During the early 1960s Kwanten worked as a pilot in the Belgian Air Force, flying the Super Starfighter jet aircraft. However, after he was seriously injured in a crash during landing he transferred to the Belgian Intelligence Service. Whilst working for the intelligence service he also studied at Ghent University and the Sorbonne University in Paris. In 1968 he went to the United States to continue his studies. He studied for a PhD at the University of South Carolina, and completed his dissertation on "Tibetan-Mongol Relations during the Yuan Dynasty, 1207–1368" in 1972.

He taught at Ramapo College in New Jersey between 1972 and 1974, and was an associate professor for Chinese and Inner Asian History at the Department of Uralic and Altaic Studies of Indiana University from 1974 to 1978. He was subsequently appointed associate professor of Chinese and Central Asian History and Philology and Curator of the Far Eastern Library at the University of Chicago. During the late 1970s and early 1980s Kwanten published a number of articles on the extinct Tangut language, as well as a book-length study of the Chinese glosses in the 12th-century Chinese-Tangut glossary, Pearl in the Palm. He also raised the possibility that the Tangut language was not a Sino-Tibetan language as is generally thought, but may belong to the Altaic language family.

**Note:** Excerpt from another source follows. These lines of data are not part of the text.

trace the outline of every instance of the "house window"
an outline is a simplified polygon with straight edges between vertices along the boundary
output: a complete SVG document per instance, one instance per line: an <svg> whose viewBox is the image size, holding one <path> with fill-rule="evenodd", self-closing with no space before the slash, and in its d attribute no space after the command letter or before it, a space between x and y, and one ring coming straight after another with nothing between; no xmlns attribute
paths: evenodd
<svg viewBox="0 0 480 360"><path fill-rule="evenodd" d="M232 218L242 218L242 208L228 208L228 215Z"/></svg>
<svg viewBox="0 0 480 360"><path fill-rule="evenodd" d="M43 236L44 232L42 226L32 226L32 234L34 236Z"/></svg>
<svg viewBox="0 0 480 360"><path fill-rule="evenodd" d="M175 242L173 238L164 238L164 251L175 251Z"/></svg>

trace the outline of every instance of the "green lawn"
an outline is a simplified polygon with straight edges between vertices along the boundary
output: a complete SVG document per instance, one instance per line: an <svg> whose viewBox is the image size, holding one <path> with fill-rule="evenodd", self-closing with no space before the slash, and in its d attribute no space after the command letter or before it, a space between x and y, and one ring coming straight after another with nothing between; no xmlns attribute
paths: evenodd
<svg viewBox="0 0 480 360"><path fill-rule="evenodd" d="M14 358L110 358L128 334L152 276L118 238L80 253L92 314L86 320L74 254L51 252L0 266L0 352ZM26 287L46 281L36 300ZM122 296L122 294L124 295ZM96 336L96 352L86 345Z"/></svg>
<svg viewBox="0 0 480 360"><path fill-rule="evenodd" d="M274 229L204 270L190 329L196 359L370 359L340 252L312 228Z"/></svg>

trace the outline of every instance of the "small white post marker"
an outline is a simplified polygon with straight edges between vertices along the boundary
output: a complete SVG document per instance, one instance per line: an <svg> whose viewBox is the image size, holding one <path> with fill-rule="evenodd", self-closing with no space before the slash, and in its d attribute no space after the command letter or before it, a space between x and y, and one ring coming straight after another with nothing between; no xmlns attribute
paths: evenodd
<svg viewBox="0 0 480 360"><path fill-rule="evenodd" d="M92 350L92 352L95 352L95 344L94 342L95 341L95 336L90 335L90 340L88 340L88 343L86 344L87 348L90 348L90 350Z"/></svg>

In the 1980s he moved to Taiwan, where he taught Chinese border history at the National Chengchi University in Taipei, and worked as the Belgian Foreign Trade Advisor.

In 1987 he and his Taiwanese wife, Lily Chen, opened a literary agency called "Big Apple Agency" in Taiwan. In 1991, he opened an office in Beijing, and by 2010 Big Apple had offices in Shanghai, Beijing, Taipei and Honolulu. The agency specializes in the publication of Chinese translations of English-language books, both fiction and non-fiction, including some bilingual Chinese and English editions. According to Forbes Asia, Big Apple is the largest literary agency in the People's Republic of China.

==Personal life==
Kwanten and his wife, Lily Chen, were married in Taipei in 1985 and they had three children combined from previous marriages, the eldest of whom, Wendy King, runs the Honolulu office of Big Apple.

Kwanten died at his home in Shanghai on 22 November 2021.

==Works==
- 1971. "Tibetan Names in the Yüan Imperial Family". Mongolia Society Bulletin 10-1: 64–66.
- 1974. "Chinggis-khan's Conquest of Tibet, Myth or Reality?"; Journal of Asian History vol. 8: 8–9.
- 1977. "Tangut Miscellanea I: On the Inventor of the Tangut script." Journal of the American Oriental Society 97: 333–335.
- 1977. "The analysis of the Tangut (Hsi Hsia) language: Sino-Tibetan or Altaic?". Public Lecture, Columbia University, February 2, 1977.
- 1978. "Chio-ssu-lo, 997-1065 : a Tibetan Ally of the Sung". Rocznik Orientalislycznv 39: 97–105.
- 1979. Imperial Nomads: A History of Central Asia, 500–1500. University of Pennsylvania Press. ISBN 9780812277500
- 1980. With Susan Hesse. Tangut (Hsi Hsia) Studies: A Bibliography. Indiana University Uralic and Altaic Series, vol. 137. Research Institute for Inner Asian Studies, Indiana University.
- 1982. The Timely Pearl: A 12th Century Tangut-Chinese Glossary (Volume I: The Chinese Glosses). Indiana University Uralic and Altaic Series vol. 142. Research Institute for Inner Asian Studies, Indiana University. (Reprinted 1997 by Taylor & Francis, ISBN 9780700709427)
- 1982. "The Lexicography of the Hsi Hsia (Tangut) Language". Cahiers de Linguistique Asie Orientale 11-2: 55–67.
- 1982. "Verbal agreement in Tangut: a conflicting opinion." Linguistics of the Tibeto-Burman Area 7-1:55–62.
- 1984. "Manchurica in the Far Eastern Library, University of Chicago". Zentralasiatische Studien 17: 181–183.
- 1984. "The Phonological Hypothesis of the Hsi Hsia (Tangut) Language". T'oung Pao 70: 159–184.
- 1984. Special Research Problems in Hsi Hsia History and Linguistics. National Chengchi University.
- 1988. "The Structure of the Tangut [Hsi Hsia] Characters". Ajia Afurika gengo bunka kenkyū (アジア・アつリカ言語文化研究) 36: 69–105.